During the same interview on Cuomo, Todd claimed to have witnessed unsanitary conditions involving animals.
"You've got rats, you've got squirrels in the storage facility where the food is," he alleged. "They just covered it up with plastic and then tore the ceiling out because of all the black mold and found a dead cat in the ceiling, and it dropped down on the top of the food."
PEOPLE reached out to the Pensacola Federal Prison Camp for comment at the time of Todd's comments.
Savannah shared a letter from her mother on an April 2024 episode of her Unlocked podcast, which detailed Julie's first holiday season in prison.
"I decided to cook for Thanksgiving," Julie wrote in the letter, dated November 23. "I fought against it but I decided to do it."
Julie explained that about 10 of the prisoners ate together and some of the women made desserts. Julie decided to make chicken and stuffing casseroles.

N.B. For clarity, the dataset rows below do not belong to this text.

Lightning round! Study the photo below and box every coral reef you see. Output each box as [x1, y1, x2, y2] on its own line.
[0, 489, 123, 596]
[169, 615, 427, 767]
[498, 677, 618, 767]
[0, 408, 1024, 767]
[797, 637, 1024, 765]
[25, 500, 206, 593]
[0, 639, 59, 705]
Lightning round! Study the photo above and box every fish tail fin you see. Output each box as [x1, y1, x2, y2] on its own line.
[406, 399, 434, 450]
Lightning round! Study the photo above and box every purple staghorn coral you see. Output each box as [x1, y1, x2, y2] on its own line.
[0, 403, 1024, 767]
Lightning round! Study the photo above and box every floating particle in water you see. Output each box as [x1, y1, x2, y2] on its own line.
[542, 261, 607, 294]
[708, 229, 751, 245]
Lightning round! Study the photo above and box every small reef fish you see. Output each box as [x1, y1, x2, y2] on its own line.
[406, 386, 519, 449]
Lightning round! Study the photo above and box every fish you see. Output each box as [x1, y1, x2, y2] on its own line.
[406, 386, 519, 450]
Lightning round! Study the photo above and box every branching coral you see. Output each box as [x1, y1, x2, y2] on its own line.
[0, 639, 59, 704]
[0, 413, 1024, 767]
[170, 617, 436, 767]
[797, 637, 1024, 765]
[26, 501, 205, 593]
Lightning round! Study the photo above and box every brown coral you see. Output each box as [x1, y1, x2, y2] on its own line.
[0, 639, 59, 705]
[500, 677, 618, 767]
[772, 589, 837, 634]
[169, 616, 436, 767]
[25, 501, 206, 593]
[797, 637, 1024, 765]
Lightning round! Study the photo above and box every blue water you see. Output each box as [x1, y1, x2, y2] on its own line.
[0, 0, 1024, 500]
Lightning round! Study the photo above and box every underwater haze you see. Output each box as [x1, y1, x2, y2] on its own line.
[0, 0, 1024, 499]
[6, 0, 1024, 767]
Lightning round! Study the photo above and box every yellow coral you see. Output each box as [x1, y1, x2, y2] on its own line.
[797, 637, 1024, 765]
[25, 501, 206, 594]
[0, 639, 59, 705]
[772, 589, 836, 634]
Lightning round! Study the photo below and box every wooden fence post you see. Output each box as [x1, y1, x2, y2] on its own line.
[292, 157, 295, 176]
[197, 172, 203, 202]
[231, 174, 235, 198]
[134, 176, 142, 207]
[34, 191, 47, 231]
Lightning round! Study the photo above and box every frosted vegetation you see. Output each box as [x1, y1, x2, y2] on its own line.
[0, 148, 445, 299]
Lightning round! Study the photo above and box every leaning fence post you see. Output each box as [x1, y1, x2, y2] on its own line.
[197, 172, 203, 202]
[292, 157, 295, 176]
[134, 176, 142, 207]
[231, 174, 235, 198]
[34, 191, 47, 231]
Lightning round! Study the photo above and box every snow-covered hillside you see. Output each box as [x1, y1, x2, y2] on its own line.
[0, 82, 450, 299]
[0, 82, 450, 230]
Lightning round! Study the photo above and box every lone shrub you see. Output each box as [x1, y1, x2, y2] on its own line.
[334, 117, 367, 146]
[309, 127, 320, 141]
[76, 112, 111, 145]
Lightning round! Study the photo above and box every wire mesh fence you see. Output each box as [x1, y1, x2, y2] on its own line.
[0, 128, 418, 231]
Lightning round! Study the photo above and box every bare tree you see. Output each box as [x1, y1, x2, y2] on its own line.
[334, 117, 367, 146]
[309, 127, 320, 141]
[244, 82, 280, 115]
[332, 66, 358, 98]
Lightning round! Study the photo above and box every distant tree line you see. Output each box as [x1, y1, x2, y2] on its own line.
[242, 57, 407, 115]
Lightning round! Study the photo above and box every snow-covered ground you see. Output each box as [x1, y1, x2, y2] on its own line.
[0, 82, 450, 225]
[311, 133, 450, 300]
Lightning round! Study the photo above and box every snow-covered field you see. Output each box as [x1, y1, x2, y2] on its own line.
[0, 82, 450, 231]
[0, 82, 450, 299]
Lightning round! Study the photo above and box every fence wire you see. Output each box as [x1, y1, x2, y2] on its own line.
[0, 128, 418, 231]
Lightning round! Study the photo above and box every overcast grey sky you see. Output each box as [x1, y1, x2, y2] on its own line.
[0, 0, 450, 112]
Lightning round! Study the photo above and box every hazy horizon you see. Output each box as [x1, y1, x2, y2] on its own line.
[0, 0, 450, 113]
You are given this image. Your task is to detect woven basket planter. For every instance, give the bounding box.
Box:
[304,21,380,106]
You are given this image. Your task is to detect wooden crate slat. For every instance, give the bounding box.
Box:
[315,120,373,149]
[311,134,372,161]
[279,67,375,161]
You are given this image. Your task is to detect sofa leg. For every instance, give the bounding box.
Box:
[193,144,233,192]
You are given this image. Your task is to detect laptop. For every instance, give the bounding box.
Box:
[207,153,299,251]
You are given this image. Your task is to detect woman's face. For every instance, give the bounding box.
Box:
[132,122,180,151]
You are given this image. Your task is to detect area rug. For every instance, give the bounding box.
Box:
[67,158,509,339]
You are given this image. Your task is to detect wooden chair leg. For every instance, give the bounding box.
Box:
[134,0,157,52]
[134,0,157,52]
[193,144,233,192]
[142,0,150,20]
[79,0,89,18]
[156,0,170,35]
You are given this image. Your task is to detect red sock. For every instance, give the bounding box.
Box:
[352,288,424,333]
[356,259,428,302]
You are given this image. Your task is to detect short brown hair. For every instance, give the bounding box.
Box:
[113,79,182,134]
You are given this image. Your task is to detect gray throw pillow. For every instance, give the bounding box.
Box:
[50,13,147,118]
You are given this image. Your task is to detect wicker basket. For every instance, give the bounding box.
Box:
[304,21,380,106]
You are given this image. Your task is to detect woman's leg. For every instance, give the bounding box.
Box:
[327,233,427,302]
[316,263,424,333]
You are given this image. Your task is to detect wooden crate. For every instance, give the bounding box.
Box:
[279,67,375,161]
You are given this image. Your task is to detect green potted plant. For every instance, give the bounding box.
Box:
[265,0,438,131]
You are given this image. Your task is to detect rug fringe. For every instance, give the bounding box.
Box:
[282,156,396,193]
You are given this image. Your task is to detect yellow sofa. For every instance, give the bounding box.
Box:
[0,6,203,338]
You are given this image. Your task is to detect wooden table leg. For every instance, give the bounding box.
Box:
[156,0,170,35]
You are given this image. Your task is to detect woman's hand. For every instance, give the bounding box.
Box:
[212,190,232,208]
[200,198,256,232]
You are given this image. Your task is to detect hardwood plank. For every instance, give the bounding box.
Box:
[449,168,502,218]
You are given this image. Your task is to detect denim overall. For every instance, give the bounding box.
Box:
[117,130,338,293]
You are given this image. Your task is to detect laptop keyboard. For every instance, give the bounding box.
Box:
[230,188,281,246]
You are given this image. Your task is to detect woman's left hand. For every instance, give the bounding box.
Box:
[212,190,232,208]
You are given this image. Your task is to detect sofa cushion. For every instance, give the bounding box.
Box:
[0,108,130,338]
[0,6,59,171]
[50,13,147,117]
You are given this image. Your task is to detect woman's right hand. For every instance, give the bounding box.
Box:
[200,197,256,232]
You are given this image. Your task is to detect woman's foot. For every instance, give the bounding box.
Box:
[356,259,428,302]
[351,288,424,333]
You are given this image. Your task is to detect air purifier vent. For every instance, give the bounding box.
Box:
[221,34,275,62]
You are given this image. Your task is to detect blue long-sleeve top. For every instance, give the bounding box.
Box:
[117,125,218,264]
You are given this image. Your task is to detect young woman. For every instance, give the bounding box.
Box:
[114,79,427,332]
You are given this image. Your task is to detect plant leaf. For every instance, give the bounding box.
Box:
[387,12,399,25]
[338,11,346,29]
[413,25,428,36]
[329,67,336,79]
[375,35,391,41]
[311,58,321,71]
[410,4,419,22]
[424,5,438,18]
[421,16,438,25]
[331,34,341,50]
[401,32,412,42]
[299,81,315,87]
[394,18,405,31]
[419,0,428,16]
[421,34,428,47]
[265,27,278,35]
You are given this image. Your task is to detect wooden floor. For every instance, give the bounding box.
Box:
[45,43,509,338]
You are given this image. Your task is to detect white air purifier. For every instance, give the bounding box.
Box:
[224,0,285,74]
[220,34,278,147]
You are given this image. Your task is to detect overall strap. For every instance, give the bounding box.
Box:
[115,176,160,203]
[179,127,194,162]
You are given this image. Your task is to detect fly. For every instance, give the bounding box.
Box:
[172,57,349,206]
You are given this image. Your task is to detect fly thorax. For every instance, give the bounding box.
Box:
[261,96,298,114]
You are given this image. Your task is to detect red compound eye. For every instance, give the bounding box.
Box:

"It doesn't sound like much but cooking anything in here is a chore," Julie wrote.
Julie went on, "Cooking is done on radiators in the winter and with hot water and a small Rubbermaid orange cooler in the summer. There's no refrigerator, no knives, no staples other than a few spices from commissary. We made the best of it though and just sitting around a table was nice."
"There really are some great women in here. We are all so different; however prison unites you in a way," she added.
"I made it through another holiday. Christmas is next and I'm not looking forward to it," Julie concluded the letter.